For calculations, write the formula first, substitute values, then state the result with units. For opportunity cost, use what is given up divided by what is gained. For elasticity, use percentage changes and absolute value when classifying demand elasticity. For profit, use \(\pi=(P-ATC)Q\). For MRP, multiply marginal product by product price or marginal revenue, depending on market structure.
Explanations should be causal. Instead of writing 'price changes,' say exactly why: 'The excise tax increases producers' marginal cost, shifting supply left, raising the price paid by buyers, lowering the price received by sellers, and reducing equilibrium quantity.' AP scoring favors precise chains of reasoning.
How to Study AP® Microeconomics With This Cheat Sheet
- Start with the formulas. Write every formula from the formula bank without looking, then define each variable.
- Redraw every graph. Practice supply and demand, tax, price ceiling, price floor, externality, perfect competition, monopoly, monopsony, and Lorenz curve graphs.
- Use active recall. Answer flashcards aloud before revealing the answer.
- Practice calculations. Do opportunity cost, elasticity, surplus area, profit, cost, and MRP calculations with units.
- Write FRQ chains.
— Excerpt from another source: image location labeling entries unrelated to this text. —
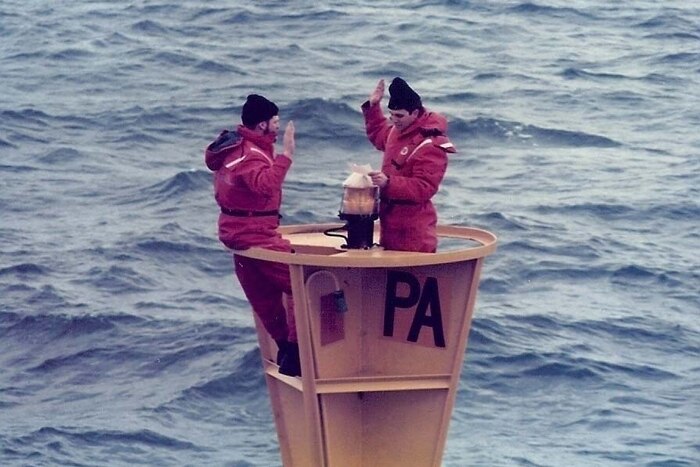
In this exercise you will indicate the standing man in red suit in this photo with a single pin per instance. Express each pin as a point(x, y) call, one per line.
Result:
point(248, 177)
point(415, 145)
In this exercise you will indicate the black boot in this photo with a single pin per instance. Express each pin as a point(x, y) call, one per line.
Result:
point(290, 364)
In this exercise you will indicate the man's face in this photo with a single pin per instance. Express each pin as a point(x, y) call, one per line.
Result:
point(402, 119)
point(272, 125)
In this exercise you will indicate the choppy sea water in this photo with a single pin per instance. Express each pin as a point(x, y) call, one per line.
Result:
point(124, 338)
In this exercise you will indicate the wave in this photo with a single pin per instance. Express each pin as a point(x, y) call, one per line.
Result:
point(514, 133)
point(529, 8)
point(171, 190)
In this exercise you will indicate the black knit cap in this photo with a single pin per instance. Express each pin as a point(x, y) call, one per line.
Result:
point(257, 109)
point(402, 97)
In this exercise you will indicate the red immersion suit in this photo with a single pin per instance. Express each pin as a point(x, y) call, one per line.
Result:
point(248, 187)
point(415, 161)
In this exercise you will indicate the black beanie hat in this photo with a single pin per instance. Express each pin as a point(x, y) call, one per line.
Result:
point(257, 109)
point(402, 96)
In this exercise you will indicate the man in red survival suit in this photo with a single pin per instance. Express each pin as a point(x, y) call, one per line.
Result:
point(248, 178)
point(415, 146)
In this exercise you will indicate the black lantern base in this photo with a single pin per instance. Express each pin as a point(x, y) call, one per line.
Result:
point(360, 228)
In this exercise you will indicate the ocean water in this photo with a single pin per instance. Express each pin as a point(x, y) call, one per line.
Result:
point(125, 339)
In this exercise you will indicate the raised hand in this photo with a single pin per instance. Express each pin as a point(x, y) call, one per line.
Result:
point(378, 93)
point(288, 141)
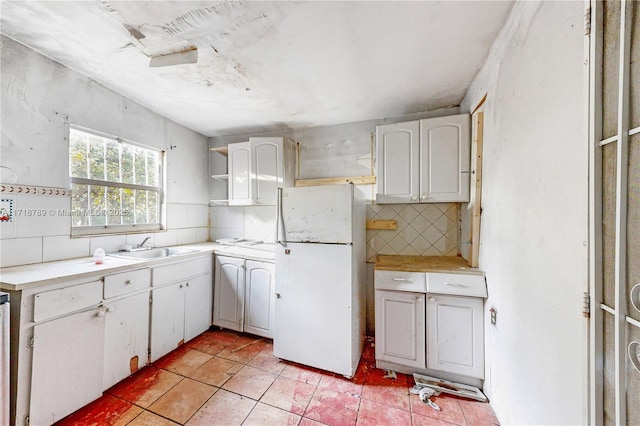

Use a cause-effect sequence: event, curve shift, price/quantity effect, surplus or efficiency result.
- Grade your readiness. After a timed practice set, use the AP Micro score calculator.
A seven-day plan works well. Day 1: scarcity, PPC, comparative advantage. Day 2: supply, demand, surplus. Day 3: elasticity, taxes, subsidies, trade. Day 4: production costs and perfect competition. Day 5: monopoly, monopolistic competition, oligopoly. Day 6: factor markets and monopsony. Day 7: externalities, public goods, inequality, and mixed FRQ practice.
Related AP® Microeconomics Resources
Use these next-step resources after studying the cheat sheet.
AP® Microeconomics FAQ
What is on the AP® Microeconomics Exam?
The exam covers basic economic concepts, supply and demand, elasticity, government intervention, production and cost, perfect competition, imperfect competition, factor markets, externalities, public goods, and market failure.
What formulas should I memorize for AP® Microeconomics?
Know opportunity cost, elasticity, total revenue, marginal revenue, marginal cost, profit, average costs, marginal product, marginal revenue product, and Gini coefficient formulas.
What graphs are most important for AP® Microeconomics?
The highest-yield graphs include supply and demand, tax, price ceiling, price floor, tariff, externality, perfect competition, monopoly, monopolistic competition, monopsony, and Lorenz curve graphs.
Is AP® Microeconomics math-heavy?
It uses basic arithmetic and formulas, but the harder part is usually interpreting graphs and explaining cause-and-effect changes clearly.
How should I improve my AP Micro FRQ score?
Practice large, clearly labeled graphs; write formulas before calculations; include units; and explain each chain of cause and effect precisely.